August inflation edges up to 2.9%

- Rica Delfinado -
Consumer prices edged up to 2.9 percent in August, but the Bangko Sentral ng Pilipinas (BSP) said inflation remained well below the full-year target and there was no need to change its neutral position on interest rates.

The National Statistics Office (NSO) said yesterday the August figure was slightly higher than July’s 2.6 percent, which was a 30-month low and the BSP’s own estimate of a 2.4 percent to 2.6 percent rise.

The NSO said the uptick was driven largely by higher food costs, which accounted for the largest share of the consumer basket.

"Upward adjustments in the prices of food as well as electricity rates and gasoline prices boosted inflation in August," the NSO said.

It also said that the latest data brings the average for the first eight months of the year to 3.3 percent, well within the government’s 4.5 to 5.5 percent target for the whole year.
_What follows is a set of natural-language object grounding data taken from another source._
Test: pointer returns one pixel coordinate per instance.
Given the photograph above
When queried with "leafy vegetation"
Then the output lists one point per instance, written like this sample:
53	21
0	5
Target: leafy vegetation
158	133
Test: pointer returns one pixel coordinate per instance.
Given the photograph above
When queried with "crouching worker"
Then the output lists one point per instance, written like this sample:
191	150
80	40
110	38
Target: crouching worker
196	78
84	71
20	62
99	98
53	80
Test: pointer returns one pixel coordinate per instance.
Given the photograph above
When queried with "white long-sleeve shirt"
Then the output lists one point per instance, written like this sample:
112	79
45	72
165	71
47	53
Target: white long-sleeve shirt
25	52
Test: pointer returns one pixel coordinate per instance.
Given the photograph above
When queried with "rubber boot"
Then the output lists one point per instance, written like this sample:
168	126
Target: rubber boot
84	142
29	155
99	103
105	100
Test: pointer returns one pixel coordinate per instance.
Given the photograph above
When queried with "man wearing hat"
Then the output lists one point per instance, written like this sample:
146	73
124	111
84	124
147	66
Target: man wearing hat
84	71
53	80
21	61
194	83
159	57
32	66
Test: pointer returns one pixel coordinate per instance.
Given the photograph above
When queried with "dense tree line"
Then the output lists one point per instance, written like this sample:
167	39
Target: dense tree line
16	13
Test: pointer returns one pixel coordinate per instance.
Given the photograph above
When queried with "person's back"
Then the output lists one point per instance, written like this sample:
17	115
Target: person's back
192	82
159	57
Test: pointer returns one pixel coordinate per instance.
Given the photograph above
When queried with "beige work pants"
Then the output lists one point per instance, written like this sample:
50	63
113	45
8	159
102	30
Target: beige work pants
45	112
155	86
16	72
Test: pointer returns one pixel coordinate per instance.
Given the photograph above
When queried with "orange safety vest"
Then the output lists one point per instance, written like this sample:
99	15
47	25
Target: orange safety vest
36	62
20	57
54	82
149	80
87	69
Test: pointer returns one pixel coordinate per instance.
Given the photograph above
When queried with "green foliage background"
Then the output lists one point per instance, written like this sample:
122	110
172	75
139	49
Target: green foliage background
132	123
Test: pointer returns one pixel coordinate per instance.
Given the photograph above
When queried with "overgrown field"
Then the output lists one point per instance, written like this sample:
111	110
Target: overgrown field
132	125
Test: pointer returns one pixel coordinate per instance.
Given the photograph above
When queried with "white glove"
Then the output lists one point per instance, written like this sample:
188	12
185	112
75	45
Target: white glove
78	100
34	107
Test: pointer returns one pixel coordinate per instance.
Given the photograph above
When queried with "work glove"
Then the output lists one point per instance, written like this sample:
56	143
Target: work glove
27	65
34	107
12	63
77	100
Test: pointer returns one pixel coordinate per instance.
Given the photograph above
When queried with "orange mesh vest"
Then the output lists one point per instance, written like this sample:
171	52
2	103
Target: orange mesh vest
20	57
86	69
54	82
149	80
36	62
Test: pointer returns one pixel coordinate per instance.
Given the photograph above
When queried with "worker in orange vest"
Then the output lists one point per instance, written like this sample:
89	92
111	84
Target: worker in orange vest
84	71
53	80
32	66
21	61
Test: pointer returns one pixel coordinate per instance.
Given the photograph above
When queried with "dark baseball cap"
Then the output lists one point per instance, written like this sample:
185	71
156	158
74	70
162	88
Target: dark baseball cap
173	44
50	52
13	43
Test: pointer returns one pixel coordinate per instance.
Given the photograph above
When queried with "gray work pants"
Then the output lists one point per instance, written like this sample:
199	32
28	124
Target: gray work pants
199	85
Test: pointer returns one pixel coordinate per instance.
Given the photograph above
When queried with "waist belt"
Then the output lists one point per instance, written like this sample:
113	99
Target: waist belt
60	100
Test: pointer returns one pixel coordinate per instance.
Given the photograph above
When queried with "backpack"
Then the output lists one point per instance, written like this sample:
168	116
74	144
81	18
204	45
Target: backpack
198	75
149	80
BSP Governor Rafael B. Buenaventura said yesterday that the slight inflation uptick was not enough to warrant a hike in interest rates.

"The latest (inflation) figure should have no immediate impact given that inflation is still way below target but reinforce our neutral stance taken since early part of this year," Buenaventura said.

By area, inflation in the National Capital Region (NCR) went up to 3.1 percent in August from 2.9 percent in July due mainly to higher fuel, light and water costs.

Price increases in the rural areas were also up at 2.9 percent in August from 2.5 percent a month ago as a result of higher food prices.
Interest rate woes
The BSP’s key overnight borrowing rate currently stands at a decade low of seven percent and has not changed since March this year.

Analysts said that level was high compared to elsewhere in the region, but there was little incentive for rates to head lower at this point.

"I think they would like to, but given the uncertain outlook for crude oil prices and the possible impact of El Niño they would not want to reverse (the current neutral stance) quickly," said GK Goh Securities regional economist Song Seng Wun.

High oil prices, driven by fears of a war between the US and Iraq, have prompted refiners in the country to hike pump prices twice in the past four weeks.

In addition, the El Niño weather phenomenon that has in the past been a cause of severe drought was expected to hit the country from as early as next month.

"It would be best to leave rates where they are for now until we see clearer signs (of pressure on consumer prices) or the US Fed cuts its own rates," Song said.

Buenaventura said earlier this year that a Fed easing would give the monetary authority some scope to consider another cut in its own rates.

Fears of a double-dip recession in the US have revived talk that the Fed should consider another cut in its key rates to help give the American economy a lift.

"I think they are concerned about the potential (negative) effect on the exchange rate if they were to cut ahead of the Fed," said Lehman Brothers regional economist Graham Parry. "If it caused exchange rate volatility, it could have inflationary consequences."

Parry also pointed to the lack of loan growth despite recent rate cuts.

"The rate cuts have had limited impact on the banking sector, they are still hamstrung by their high level of non-performing loans," he explained.